Could you please post the recipe for white refried beans & sweet potato pancakes. I couldn't find them through the recipe search. Thx!

~~Susan~~

Shirley Panek
10-20-2000, 07:22 PM
I think these are the beans Marcie was referring to.

http://www.cookinglight.com/bbs/smile.gif
Shirley

* Exported from MasterCook *

Refried White Beans

Recipe By :
Serving Size : 10 Preparation Time :0:00
Categories : April '98 Vegetables


Amount Measure Ingredient -- Preparation Method
-------- ------------ --------------------------------
2 teaspoons vegetable oil
1/2 cup finely chopped carrot
1 cup chopped green onions
3 large garlic cloves -- minced
1 1/2 teaspoons ground cumin
2 (15-ounce) cans cannellini beans or other white beans -- undrained
1/4 cup chopped fresh cilantro

Heat oil in a large nonstick skillet over medium-high heat. Add carrot; sauté 5 minutes. Add onions and garlic; sauté 2 minutes or until tender. Stir in cumin and beans; partially mash mixture with a potato masher. Cook 10 minutes or until thick, stirring frequently. Stir in cilantro.

Serving Size: 1/4 cup

Source:
"Cooking Light, April 1998, p.107"
Copyright:
"© Cooking Light"
Yield:
"2 1/2 Cups"

- - - - - - - - - - - - - - - - - - -

Per serving: 116 Calories (kcal); 1g Total Fat; (9% calories from fat); 7g Protein; 20g Carbohydrate; 0mg Cholesterol; 9mg Sodium
Food Exchanges: 1 Grain(Starch); 1/2 Lean Meat; 1/2 Vegetable; 0 Fruit; 0 Fat; 0 Other Carbohydrates

NOTES : Make ahead to use in the Wild-Mushroom Nachos and the Chicken-and- Rajas Enchiladas, or just for dipping. The beans can be stored in an airtight container in the refrigerator for up to two weeks.
Nutr. Assoc. : 0 20022 0 620 0 5512 0

karen w
10-20-2000, 07:32 PM
I second the motion for the pumpkin and sweet potato pancakes. That sounds like an interesting way to get more veggies into my kids. Please post those recipes if it's not too much trouble. Thanks.

Karen

veggie val
10-20-2000, 07:33 PM
I like your idea of ravioli. I will certainly do that. my little one is not one for soup. At least not yet! Originally posted by Marcie:
Would she go for homemade alphabet soup, or does that count as "too mixed together"? Cooking Light has a recipe for white refried beans that my toddler loves, which contains cannellini beans, diced carrots and green onions. What about spinach-filled ravioli? CL's Spinach, Rice & Feta Pie is also a big hit with my son. I also make pumpkin or sweet potato pancakes for dinner about once a week for the big shot of beta carotene.

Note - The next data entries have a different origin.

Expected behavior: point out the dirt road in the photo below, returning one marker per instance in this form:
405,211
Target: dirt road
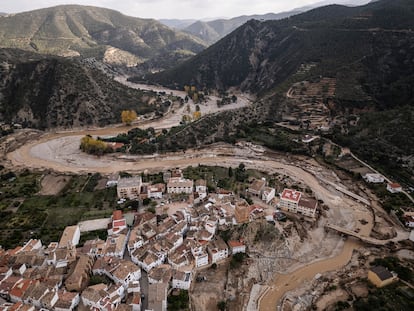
287,282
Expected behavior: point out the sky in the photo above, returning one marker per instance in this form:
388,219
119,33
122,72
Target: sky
179,9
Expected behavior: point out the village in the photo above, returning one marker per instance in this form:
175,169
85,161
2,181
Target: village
170,245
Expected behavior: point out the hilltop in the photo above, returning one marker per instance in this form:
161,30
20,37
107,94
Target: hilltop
47,92
367,51
74,30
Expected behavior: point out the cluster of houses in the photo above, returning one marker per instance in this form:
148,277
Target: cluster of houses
375,178
170,248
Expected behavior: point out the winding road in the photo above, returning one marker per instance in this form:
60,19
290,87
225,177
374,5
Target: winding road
60,152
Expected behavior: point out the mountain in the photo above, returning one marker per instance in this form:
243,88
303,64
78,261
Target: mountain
73,30
361,56
177,23
46,92
214,30
261,54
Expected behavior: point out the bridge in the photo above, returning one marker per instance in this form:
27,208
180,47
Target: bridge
363,238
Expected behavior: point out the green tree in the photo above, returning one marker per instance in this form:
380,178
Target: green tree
128,116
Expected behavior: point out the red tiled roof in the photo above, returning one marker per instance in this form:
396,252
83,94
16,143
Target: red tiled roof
117,215
119,223
20,288
235,243
394,185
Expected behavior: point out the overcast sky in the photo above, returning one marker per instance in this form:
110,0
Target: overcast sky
181,9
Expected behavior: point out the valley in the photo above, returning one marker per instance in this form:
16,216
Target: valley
261,164
322,252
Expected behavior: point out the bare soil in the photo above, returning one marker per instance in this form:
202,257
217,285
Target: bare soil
205,295
52,184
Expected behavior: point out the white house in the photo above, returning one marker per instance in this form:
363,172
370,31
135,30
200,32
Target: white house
201,186
409,220
218,250
67,301
268,194
126,272
31,245
373,178
149,260
156,191
136,302
200,255
115,245
181,280
289,200
49,300
97,298
236,247
129,188
394,187
292,201
157,296
70,237
180,185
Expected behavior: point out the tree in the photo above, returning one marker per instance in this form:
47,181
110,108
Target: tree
196,115
195,97
128,116
93,146
186,118
221,305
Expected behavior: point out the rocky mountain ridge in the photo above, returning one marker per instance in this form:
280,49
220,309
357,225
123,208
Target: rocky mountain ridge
49,92
74,30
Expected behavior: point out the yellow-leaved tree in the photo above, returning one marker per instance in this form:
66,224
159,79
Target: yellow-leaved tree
196,115
128,116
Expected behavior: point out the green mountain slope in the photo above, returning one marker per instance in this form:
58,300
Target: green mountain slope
214,30
45,92
88,31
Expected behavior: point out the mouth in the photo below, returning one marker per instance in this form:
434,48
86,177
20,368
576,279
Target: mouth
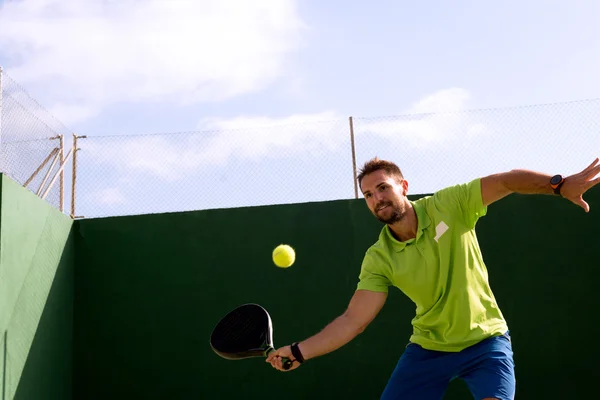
382,207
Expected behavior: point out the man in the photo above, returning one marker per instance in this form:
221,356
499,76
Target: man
429,250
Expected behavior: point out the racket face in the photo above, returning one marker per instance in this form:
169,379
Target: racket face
244,332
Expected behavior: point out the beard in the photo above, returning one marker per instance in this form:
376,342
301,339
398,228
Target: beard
395,213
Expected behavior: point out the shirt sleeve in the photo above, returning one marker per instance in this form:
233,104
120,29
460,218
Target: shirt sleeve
371,276
464,199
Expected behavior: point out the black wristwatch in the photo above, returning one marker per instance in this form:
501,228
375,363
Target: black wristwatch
296,352
556,182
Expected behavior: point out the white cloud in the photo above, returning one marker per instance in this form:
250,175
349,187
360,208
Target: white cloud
95,52
435,119
221,142
173,156
108,196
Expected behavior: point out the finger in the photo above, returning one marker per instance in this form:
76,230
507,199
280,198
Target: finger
592,183
592,172
589,167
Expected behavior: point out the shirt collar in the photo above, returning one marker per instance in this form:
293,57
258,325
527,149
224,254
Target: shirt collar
423,222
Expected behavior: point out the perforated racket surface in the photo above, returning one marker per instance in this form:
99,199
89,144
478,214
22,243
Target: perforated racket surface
244,332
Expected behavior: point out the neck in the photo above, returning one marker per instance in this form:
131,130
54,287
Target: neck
406,228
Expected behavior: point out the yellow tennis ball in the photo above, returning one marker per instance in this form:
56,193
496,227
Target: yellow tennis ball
284,256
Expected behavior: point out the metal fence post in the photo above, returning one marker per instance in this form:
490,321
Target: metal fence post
353,157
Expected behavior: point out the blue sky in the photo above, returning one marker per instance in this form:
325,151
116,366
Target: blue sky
275,82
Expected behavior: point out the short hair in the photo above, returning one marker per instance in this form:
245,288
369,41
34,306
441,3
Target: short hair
376,164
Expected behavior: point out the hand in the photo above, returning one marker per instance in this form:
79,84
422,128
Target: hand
577,184
275,358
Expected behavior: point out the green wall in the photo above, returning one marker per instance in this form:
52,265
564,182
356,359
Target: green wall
123,307
36,297
149,289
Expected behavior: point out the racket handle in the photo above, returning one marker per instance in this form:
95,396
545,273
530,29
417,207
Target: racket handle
286,362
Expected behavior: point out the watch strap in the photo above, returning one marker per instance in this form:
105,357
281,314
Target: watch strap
556,186
296,352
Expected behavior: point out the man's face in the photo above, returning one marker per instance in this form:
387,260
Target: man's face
384,196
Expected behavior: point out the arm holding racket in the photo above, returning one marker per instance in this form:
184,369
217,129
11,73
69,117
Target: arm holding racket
362,309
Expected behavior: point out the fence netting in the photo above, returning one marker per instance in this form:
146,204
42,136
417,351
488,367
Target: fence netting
30,144
255,164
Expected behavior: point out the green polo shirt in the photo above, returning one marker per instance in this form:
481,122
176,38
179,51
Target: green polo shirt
441,271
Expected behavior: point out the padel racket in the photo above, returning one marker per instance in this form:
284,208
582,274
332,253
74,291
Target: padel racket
245,332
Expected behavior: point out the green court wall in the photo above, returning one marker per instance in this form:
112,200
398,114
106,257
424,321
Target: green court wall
36,297
149,289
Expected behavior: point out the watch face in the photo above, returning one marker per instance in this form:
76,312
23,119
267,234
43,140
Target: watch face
555,179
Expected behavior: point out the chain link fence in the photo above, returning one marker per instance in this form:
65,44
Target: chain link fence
32,144
244,163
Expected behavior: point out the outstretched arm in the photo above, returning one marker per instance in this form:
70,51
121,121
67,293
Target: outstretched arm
362,309
495,187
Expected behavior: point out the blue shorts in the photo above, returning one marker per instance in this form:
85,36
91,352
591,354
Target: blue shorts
487,368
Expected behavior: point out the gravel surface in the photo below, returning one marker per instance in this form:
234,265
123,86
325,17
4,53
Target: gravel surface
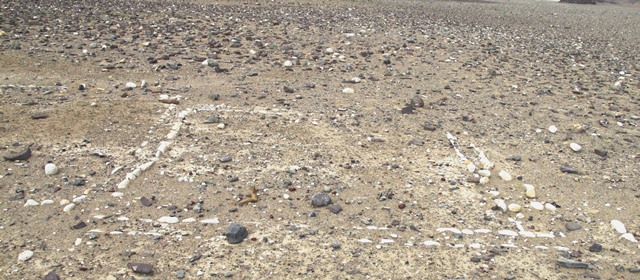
319,139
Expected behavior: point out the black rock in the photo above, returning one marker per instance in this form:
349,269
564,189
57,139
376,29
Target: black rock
236,233
595,247
52,276
417,101
288,89
407,109
21,155
320,200
335,208
141,268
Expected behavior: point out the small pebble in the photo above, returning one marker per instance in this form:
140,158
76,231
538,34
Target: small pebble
348,90
515,208
595,247
25,255
52,275
141,268
575,147
335,208
31,202
504,175
50,169
618,226
536,205
236,233
572,226
320,200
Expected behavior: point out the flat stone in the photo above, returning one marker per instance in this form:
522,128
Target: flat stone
168,220
141,268
236,233
52,275
21,155
79,225
335,208
571,263
595,247
571,226
320,200
210,221
39,116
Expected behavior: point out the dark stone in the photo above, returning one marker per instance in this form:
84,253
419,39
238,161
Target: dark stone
417,101
236,233
18,196
52,276
79,225
39,116
407,109
141,268
595,247
288,89
335,208
590,276
145,201
21,155
320,200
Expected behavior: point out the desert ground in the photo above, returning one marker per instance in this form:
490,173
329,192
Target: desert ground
315,139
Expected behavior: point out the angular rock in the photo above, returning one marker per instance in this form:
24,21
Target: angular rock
320,200
145,201
417,101
571,263
236,233
335,208
141,268
21,155
595,247
52,275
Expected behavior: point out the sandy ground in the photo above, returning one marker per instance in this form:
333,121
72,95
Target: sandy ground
300,98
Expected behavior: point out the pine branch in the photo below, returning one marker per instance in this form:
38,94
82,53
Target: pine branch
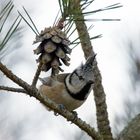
32,91
38,71
99,94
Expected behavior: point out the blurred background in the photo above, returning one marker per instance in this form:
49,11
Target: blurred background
118,55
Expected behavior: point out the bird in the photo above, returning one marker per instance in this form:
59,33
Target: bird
70,89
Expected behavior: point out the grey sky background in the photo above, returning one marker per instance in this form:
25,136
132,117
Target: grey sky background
114,62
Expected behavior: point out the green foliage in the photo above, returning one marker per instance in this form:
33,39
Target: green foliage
7,33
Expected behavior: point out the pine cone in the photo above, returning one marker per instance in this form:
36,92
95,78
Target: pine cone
53,49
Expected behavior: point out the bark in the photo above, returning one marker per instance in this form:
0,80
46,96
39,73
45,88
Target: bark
99,94
32,91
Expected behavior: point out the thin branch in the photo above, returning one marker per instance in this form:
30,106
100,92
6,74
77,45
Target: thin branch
38,71
99,94
32,91
5,88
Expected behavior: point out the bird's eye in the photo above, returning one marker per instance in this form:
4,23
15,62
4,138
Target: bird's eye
81,78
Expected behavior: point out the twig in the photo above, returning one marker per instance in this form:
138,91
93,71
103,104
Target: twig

[This message has been edited by Marcie (edited 10-20-2000).]

karen w
10-20-2000, 07:43 PM
I just thought of one that 2 out of 3 of my children like(you can never please all of them at one time, can you?). I call them spaghetti sandwiches or spaghetti pizza depending on whether you eat it on bread like a sandwich or just plain cut into wedges. It goes like this: saute some leftover spaghetti with the sauce(meat or plain)and anything else you may want to add(soft cooked carrots, mushrooms, etc...) in a little olive oil to heat up. Do this in an omelet type pan that can be placed in the oven(with handle wrapped in foil, if needed.) Scramble a few eggs(I usually use 1 generous cup leftover spaghetti to 2 eggs) and add salt and pepper to taste. Dump onto spaghetti. Cook until almost set. Sprinkle with parmesan and finish under the broiler. My middle son likes this cut in wedges like a frittata. He calls it spaghetti pizza. My other son will only eat it if its sandwiched between buttered toast-his spaghetti sandwich. My one yr. old eats it anyway she can get it! I hope this may help. Good luck.
Karen

emptyspool
10-20-2000, 09:00 PM
If she likes Mexican, try tostados. We always have cooked pintos beans in the fridge. As long as I have those, I feel like we have a meal. We were vegetarians for 10 years. I cook 1 pound dry beans for 2-21/2 hours with just water. Add salt at the end. You can "refry" them in a nonstick skillet with no oil, mashing as they warm until consistency you like. We "fry" white corn tortillas in microwave til crispy, turning once. Add cheese on top and lettuce if she likes it. Also you can just serve a spoonful of whole beans on her plate. Put a toothpick in one bean. She will like this method of eating something new. Been there, done that.

emptyspool
10-20-2000, 09:33 PM
oops, forgot to say put the refried beans on the crispy tortillas first then add the cheese and beans.

good luck

KristaMB
10-22-2000, 09:12 AM
Veggie Val,

I copied this from another post and made it this week. It's really good! I am not a vegetable fan but have been really trying hard to work them into my diet. Everything here is mixed together, but it really just looks like spinach, carrots and risotto.

BAKED VEGETABLE RISOTTO

2 T extra-virgin olive oil
1/2 c chopped onion
1 clove garlic, minced
1 c Arborio rice
2 c chicken (or vegetable) stock
1-10 oz package chopped frozen spinach, thawed and drained
2/3 c shredded carrot
3 T chopped parsley
salt, to taste
1/4 tsp freshly ground black pepper
1 c (4 oz) freshly shredded Parmigiano Reggiano

Heat oil in a heavy saucepan. Add onion and garlic. Cook, stirring, just until onion is tender. Stir in rice and stir over heat to coat.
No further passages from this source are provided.